“We really like bonds and our approach with them is to keep it as simple as possible,” says Christine Tan.
Because she believes Canada is closer to maximum interest rates than the US, Christine Tan’s bond allocation is overweight Canadian government bonds.
And where you looked for short-term bonds two or three months ago, you are now looking at longer bonds.
“When you get closer to the end of an up cycle, you can start increasing the duration of bonds,” she explains.
Finally, a “certain dividend”
Bonds weighed on investors’ portfolios in 2022 as the Bank of Canada waged its battle against the highest inflation in decades. Bond prices have an inverse relationship with interest rates; when rates rise, the price of bonds in the secondary markets falls.
The Bank of Canada’s key interest rate was 0.25% at the start of the year, but it was raised seven times in a row starting in March and stood at 4.25% in December. The central bank did not rule out further rate hikes in 2023, but it softened its language and suggested further increases would depend on economic data.
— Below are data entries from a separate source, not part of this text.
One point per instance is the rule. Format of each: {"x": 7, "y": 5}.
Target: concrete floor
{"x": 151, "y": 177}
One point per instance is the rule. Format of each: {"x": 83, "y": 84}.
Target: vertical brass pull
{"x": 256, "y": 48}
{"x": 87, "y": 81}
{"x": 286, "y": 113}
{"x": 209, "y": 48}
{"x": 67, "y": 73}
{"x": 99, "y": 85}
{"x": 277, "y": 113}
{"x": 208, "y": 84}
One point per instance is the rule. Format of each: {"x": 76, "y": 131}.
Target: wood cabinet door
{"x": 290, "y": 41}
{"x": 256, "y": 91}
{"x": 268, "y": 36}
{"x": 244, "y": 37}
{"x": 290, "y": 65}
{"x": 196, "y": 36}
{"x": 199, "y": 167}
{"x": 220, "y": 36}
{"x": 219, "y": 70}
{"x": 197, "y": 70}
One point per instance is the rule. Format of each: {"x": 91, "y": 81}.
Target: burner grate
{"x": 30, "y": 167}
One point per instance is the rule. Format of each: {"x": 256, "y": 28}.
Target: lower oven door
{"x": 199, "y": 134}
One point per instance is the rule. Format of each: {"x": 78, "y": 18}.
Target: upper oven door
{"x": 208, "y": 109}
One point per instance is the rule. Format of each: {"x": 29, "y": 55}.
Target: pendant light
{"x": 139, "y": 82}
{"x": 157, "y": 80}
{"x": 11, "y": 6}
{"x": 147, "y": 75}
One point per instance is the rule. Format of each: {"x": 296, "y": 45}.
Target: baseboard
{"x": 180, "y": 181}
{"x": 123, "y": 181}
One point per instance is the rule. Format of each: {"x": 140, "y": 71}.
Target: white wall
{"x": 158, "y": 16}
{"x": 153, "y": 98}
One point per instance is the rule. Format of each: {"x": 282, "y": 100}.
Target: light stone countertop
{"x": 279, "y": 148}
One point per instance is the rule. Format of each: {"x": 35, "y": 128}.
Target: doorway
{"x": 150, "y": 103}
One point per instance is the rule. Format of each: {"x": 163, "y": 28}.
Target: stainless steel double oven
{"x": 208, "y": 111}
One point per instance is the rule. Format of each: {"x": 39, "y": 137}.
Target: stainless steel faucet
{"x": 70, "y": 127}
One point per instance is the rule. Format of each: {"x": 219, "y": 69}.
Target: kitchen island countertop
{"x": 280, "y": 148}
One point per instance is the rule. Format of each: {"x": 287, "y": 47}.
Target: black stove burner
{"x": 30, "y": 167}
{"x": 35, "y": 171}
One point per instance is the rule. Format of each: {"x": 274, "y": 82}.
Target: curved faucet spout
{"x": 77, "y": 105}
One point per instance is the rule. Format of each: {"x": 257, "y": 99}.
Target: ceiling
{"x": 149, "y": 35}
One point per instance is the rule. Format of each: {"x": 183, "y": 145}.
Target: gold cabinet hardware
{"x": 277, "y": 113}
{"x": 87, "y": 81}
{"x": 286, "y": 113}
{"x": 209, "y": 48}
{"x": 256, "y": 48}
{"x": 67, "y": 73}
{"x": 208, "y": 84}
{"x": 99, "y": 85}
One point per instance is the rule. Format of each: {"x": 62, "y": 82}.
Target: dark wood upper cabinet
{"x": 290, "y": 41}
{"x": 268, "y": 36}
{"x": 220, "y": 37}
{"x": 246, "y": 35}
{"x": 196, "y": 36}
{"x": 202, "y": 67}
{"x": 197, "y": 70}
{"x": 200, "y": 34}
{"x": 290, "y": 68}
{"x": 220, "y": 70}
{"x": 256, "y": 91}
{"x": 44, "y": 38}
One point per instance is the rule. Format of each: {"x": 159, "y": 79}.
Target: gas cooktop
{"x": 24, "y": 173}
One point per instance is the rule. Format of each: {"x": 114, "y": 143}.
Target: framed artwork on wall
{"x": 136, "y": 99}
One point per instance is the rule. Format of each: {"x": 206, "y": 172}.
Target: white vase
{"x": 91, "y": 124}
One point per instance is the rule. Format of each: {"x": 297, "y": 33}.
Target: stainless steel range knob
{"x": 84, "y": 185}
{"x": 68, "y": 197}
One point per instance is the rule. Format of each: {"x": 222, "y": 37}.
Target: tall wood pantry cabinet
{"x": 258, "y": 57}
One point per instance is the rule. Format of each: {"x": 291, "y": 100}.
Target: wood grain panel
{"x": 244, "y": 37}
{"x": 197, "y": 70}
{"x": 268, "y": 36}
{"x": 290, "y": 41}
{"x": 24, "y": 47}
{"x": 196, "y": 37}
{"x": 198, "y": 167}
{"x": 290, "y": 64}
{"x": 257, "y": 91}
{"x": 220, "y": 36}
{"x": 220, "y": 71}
Meanwhile, the yield on a five-year Treasury note in Canada, a key benchmark that ended 2021 at 1.25%, was close to 3.00% by the end of 2022. And while this increase has pushed up borrowing costs, a phenomenon is proven. of the higher cost of mortgages in Canada, it has also translated into better returns for investors such as retirees looking for a stable source of income.
Stan Wong, portfolio manager at Scotia Wealth Management, says he’s eyeing several sectors for stocks in the new year, including energy and health care, as the economy faces a possible recession.
“Healthcare provides a very good mix of earnings growth, but also some defensive attributes like a higher dividend profile and the simple fact that it’s obviously something people need, not something they want,” he notes.
“I have a few solid consumer names like Krogers and Costco, but I think the biggest part will come from financials because I think they’re cheap. Energy should still do well, and so will consumer discretionary really .”
But he says it’s not time to ditch bonds just because they had a tough year in 2022.
“Finally we’re getting some returns,” Stan Wong says of the bonds.
And, he continues, if central banks turn around next year and start lowering interest rates, bonds will also provide capital gains.
Christine Tan admits 2022 was a particularly difficult year for retired clients who dipped into their portfolios, even in a balanced conservative portfolio, down 10% to 12% last year.
“Bonds are not sexy, but at the same time, you don’t want to take too much risk yet because the recession is still in its infancy,” she says.